The Guardian view on Rachel Reeves’s speech: gambling on a mirage of stability | Editorial

4 hours ago 6

Rachel Reeves’s speech was a pre-emptive confession that Labour would almost certainly break its manifesto commitment not to put up income tax in November’s budget. The credibility gap between Labour’s political theatre and the fiscal arithmetic has been obvious for weeks. The economic fundamentals haven’t changed for the chancellor, only the politics have – notably with Reform UK and the Tories making austerity policies central to their pitch.

Ms Reeves wants the coming argument to be that Labour is committed to protecting public services and jobs, while portraying her rightwing opponents as ideologically committed to shrinking the state. This is not a bad idea – if the wealthy fund it. And if a promise has to be broken, she has picked the politically optimal one – as even her shadow, Mel Stride, has conceded.

Chancellors don’t usually give speeches before budgets – and if they do, they tend to say nothing. But Sir Keir Starmer needed a line to bat away awkward questions from the Conservative leader, Kemi Badenoch, and Ms Reeves provided it. She has also given cover for the leadership’s ideologically conservative fiscal policies, now enforced in parliament through a three-line whip on the two-child benefit cap during an opposition day debate about welfare.

Ministers could have tabled a neutral government amendment which talked about “keeping the two-child limit under review”. It would automatically have superseded opposition amendments, avoiding a potential rebellion.

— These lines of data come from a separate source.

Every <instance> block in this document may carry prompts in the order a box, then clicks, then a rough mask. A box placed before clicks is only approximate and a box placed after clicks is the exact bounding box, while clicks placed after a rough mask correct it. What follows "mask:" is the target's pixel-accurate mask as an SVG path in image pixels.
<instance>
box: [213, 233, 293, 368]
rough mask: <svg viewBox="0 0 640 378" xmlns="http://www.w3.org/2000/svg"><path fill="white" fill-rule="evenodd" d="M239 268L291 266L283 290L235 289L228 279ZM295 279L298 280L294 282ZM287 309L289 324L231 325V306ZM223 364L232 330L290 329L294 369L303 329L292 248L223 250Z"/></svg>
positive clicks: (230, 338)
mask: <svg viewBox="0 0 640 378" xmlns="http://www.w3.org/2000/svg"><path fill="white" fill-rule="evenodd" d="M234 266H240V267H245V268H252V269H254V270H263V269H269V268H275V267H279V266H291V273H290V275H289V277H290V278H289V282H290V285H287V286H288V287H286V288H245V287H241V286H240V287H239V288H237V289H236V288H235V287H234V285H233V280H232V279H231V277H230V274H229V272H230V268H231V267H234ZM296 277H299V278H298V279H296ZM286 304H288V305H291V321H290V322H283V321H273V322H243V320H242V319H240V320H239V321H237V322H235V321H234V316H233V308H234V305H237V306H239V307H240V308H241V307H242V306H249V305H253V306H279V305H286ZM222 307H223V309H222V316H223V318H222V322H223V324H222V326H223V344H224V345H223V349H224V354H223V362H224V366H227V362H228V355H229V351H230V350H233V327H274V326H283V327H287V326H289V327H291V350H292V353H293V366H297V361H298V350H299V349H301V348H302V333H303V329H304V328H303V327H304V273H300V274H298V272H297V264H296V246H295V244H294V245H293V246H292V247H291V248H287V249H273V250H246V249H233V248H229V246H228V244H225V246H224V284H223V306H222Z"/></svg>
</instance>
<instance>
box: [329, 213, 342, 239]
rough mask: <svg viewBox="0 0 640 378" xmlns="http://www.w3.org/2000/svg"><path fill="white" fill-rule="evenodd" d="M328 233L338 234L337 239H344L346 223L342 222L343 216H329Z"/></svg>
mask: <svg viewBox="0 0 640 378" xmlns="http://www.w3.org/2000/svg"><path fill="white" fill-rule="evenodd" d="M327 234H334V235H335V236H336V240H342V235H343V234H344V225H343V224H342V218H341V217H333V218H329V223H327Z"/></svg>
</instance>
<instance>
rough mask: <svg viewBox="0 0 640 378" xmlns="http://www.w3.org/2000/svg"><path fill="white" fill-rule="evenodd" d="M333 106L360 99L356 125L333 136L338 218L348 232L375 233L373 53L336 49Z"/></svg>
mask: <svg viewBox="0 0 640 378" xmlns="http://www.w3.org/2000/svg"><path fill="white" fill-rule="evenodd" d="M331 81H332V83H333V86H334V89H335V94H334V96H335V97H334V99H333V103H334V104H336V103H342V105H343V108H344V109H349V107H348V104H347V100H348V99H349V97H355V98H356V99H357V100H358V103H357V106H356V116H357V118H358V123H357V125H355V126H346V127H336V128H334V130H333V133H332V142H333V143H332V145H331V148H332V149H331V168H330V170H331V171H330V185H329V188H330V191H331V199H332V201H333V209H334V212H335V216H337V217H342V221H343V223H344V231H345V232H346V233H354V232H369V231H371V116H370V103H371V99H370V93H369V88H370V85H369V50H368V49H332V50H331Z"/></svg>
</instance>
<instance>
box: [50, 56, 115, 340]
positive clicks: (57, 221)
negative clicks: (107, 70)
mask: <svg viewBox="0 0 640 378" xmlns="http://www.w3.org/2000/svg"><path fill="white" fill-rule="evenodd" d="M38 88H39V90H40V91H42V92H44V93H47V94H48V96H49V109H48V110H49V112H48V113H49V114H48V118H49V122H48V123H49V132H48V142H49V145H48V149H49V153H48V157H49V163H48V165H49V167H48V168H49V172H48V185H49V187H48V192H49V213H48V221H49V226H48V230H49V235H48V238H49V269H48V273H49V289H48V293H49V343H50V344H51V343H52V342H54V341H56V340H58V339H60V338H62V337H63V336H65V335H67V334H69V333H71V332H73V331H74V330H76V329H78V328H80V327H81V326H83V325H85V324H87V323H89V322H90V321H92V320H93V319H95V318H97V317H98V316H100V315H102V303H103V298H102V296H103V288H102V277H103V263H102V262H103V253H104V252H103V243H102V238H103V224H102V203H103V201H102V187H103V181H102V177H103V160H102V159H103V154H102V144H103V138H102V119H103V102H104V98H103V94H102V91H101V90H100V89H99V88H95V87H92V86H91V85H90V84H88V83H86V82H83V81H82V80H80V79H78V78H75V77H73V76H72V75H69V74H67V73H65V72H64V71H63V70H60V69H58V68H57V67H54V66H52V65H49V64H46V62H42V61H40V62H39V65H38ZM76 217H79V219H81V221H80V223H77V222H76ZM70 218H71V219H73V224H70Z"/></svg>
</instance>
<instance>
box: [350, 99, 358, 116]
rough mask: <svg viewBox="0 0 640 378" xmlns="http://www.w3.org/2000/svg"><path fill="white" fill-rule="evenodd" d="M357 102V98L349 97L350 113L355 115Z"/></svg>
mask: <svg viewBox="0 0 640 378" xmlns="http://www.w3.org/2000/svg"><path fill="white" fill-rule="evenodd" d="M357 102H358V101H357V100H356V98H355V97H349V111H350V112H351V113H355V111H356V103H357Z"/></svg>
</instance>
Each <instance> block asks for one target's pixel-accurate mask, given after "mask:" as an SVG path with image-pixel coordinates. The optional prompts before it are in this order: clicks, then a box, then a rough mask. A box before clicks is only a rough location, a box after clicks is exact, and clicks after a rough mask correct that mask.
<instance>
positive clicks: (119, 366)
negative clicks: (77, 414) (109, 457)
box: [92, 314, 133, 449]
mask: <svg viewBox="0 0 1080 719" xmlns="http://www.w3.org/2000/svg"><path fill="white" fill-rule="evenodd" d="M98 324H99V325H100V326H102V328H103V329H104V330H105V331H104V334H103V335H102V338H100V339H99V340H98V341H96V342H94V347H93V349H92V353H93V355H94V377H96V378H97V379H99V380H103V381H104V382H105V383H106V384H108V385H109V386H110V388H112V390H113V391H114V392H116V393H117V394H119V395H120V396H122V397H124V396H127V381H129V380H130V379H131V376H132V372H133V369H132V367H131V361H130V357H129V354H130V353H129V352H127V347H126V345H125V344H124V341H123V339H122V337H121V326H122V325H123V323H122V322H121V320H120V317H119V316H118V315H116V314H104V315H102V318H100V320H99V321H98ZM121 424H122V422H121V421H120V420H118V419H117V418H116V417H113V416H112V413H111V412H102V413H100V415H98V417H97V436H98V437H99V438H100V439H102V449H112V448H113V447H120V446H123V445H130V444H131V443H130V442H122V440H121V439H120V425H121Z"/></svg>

But the government wanted a showdown with its critics. In the end, the Commons speaker did not call the amendments, but Ms Reeves took a chance to show the markets she wouldn’t bend to her MPs. The pound and stocks fell anyway, suggesting traders weren’t paying attention.

This is a pyrrhic victory. This year the government is probably going to be spending close to 6% of GDP more than it gets back in taxes. Around half of that goes to the banks and pension funds via interest payments on gilts as well as through quantitative easing. That’s double the amount injected into the real economy that voters see. The rest is for public investment which brings long-term not short term benefits.

This strategy runs a significant risk of blowing up in the government’s face. Ms Reeves is assuming that the private sector – either households or corporations – will take up the slack. But the only plausible way they will do that is through a borrowing binge, not productive expansion. The danger of such an unstable model is that it produces similar conditions to the crash of 2008 – only this time with families starting from a weaker position.

Many households are already highly indebted and facing a cost of living crisis. They are unlikely to be splashing the cash. Companies have shown no sign of investing, preferring financial accumulation and share buybacks. Banks are hoarding, not lending. If a government in a country that imports more than it exports insists on running too small a deficit, and the private sector is unwilling or unable to borrow and spend more than its income, then stagnation – or even recession – becomes the inevitable outcome.

Ms Reeves calls this stability. But it is a gamble – one that rests seemingly on households borrowing what the state will not spend, and on markets believing in a confidence that never arrives. If New Labour’s tragedy was debt-fuelled growth, then the farce is pretending it can happen again.